The association between the primary outcome measure of resilience (CD-RISC 10) and the secondary outcome measures (MSES; LCB; DASS-21; pain; time since injury) was then determined with Pearson’s correlation coefficient. Independent samples t-tests were also used to examine potential differences in resilience based on gender, SCI type (that is, paraplegia vs quadriplegia), and lesion severity (that is, complete vs incomplete lesion).

Finally, a standard multiple regression was run to examine the individual contribution of the abovementioned independent variables to the dependent variable, resilience (CD-RISC 10). To ensure that the regression data met the assumptions of linearity and normality, scatterplots and collinearity statistics were initially inspected. The Enter method was adopted, whereby all independent variables were entered into the equation simultaneously. This method was considered appropriate because no theoretical predictions had been made concerning the ordering or importance of the variables in relation to resilience.19

Statement of Ethics

Ethic approval for this study was granted by the Royal Adelaide Hospital Research Ethics Committee (protocol no. 120426). Accordingly, all applicable institutional and governmental regulations concerning the ethical use of human volunteers were followed during the course of this research.

Results

Sample comparability

There was no significant difference between respondents (n=60) and non respondents (n=129) in relation to gender (χ2 (1)=0.44, P>0.5) or injury type (paraplegia vs tetraplegia; χ2 (1)=0.31, P>.05), suggesting that the two groups were comparable on these variables.
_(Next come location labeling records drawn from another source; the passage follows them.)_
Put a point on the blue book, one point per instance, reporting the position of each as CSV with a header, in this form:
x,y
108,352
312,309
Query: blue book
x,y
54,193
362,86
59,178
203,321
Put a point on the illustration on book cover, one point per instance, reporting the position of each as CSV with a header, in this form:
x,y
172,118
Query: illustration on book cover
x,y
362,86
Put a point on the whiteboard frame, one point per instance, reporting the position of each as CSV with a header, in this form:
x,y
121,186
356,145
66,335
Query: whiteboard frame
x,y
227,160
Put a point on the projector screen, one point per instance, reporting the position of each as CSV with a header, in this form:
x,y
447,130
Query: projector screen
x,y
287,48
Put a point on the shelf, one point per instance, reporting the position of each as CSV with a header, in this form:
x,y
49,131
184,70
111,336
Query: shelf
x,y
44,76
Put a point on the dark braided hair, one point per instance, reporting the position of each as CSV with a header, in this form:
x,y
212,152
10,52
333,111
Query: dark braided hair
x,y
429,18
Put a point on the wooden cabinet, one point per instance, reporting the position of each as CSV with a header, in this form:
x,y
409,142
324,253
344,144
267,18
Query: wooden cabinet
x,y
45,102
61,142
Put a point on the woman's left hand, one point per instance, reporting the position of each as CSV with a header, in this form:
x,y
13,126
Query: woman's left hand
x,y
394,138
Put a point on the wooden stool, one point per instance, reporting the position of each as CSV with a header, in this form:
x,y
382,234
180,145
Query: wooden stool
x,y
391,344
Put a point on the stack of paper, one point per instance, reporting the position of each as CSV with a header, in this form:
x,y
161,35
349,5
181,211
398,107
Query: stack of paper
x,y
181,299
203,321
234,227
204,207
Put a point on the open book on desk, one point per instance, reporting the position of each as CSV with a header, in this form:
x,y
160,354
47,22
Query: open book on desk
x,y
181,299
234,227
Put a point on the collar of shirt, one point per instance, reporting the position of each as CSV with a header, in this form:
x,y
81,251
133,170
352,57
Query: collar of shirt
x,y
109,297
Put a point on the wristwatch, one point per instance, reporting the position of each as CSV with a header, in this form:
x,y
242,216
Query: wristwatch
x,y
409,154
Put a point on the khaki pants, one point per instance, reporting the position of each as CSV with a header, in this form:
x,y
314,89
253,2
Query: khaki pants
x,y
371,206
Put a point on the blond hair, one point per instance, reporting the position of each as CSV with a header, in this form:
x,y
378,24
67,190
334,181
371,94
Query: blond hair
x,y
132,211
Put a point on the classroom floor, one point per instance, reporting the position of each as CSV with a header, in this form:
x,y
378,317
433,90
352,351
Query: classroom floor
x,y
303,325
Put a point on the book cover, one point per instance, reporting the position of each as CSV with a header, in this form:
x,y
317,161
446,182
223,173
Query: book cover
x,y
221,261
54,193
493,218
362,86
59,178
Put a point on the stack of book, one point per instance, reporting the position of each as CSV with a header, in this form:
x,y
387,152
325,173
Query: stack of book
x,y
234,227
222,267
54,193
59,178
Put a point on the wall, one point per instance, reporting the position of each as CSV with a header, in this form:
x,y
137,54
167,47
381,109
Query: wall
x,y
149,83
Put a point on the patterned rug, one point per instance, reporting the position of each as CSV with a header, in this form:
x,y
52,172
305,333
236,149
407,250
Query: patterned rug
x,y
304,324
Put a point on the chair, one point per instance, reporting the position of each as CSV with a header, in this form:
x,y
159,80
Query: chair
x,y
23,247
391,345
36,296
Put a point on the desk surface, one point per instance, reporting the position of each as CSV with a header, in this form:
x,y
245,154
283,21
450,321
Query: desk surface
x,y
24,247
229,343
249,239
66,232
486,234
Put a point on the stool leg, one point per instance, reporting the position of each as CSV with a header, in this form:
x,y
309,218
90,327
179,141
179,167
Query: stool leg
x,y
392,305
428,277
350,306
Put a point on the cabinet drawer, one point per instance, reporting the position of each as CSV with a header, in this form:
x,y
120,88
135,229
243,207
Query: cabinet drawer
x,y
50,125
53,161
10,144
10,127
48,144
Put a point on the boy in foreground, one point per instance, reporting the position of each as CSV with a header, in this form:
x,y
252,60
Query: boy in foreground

However, there was a significant association between group membership and injury cause (χ2 (1)=6.37, P<.01), with a higher percentage of traumatic injuries present among respondents (71% vs 51%). Respondents were also significantly older, on average, than SCI peers who did not participate in the survey (t(189)=2.45, P<.05).

Sample characteristics

The sample was almost exclusively Caucasian (n=58; 98%), with only one Hispanic and one Indigenous participant. In terms of injury details (Table 1), both newly acquired and chronic SCIs were represented, with time since injury ranging from 1–37 years (mean=5.7 years). Similarly, both traumatic and non-traumatic SCIs featured (Table 1). Common causes of traumatic SCI included motor vehicle accident (20%, n=12), motorbike accident (18%, n=11), or fall (10%, n=6). Non-traumatic injuries included neoplastic disorders (5%, n=3; cancer metastasis to spine), vascular malformations (5%, n=3; aneurysms), and inflammatory disorders (5%, n=3; transverse myelitis, neuromyelitis optica). Respondents described experiencing multiple medical issues secondary to their SCI, namely spasticity (67%; n=40), chronic neuropathic pain (65%; n=39), urinary tract infections (45%; n=27), and bowel or bladder dysfunction (15%; n=9).

Table 1 Sample characteristics

Incidence of resilience, self-efficacy, locus of control and psychological distress

The majority (58%, n=35) of respondents reported moderate to very high resilience scores (that is, CD-RISC 10 score 30; Table 2).16 On average, respondents also reported a strong sense of self-efficacy (MSES) in terms of managing the consequences of their SCI, and an internal locus of control (LCB). The moderate s.d. associated with the CD-RISC 10, MSES and LCB reflect the small number of outliers detected for these scales, with 10 individuals (17%) reporting less resilient behaviour (that is, CD-RISC 10 score <20),15 low self-efficacy (MSES score <60),10 and/or high externality (LCB score>40).11

Table 2 Descriptive statistics for each outcome measure

In relation to psychological distress (Table 2), most reported subclinical levels of depression (n=36, 60%; score <10), anxiety (n=53, 88%; score <8) and stress (n=49, 82%; score <15), based on the DASS-21 definitions of symptom severity. A small minority (n=7; 12%) could be defined as clinical ‘cases’ having reported severe to extremely severe levels of depression (score 21), anxiety (score 15) or stress (score 26).16

Relationships between resilience, psychological, demographic and SCI variables

As shown in Table 3, there was a significant positive correlation between resilience and self-efficacy (r=0.68, P<0.01), indicating that individuals with more resilient thoughts and behaviours reported higher self-efficacy. In comparison, resilience correlated negatively with locus of control and general psychological distress (DASS-21 subscales), hence individuals who were less resilient were less inclined to acknowledge personal responsibility for their behaviour and tended to report more symptoms of depression, anxiety and/or stress. Interestingly, the only variable that was significantly related to pain ratings was depression (r=0.33, P<0.05). In addition, there was a significant, albeit small, relationship between locus of control and time since injury (r=0.31, P<0.05), suggesting that individuals in the chronic stages of SCI tended to report greater externality (Table 3).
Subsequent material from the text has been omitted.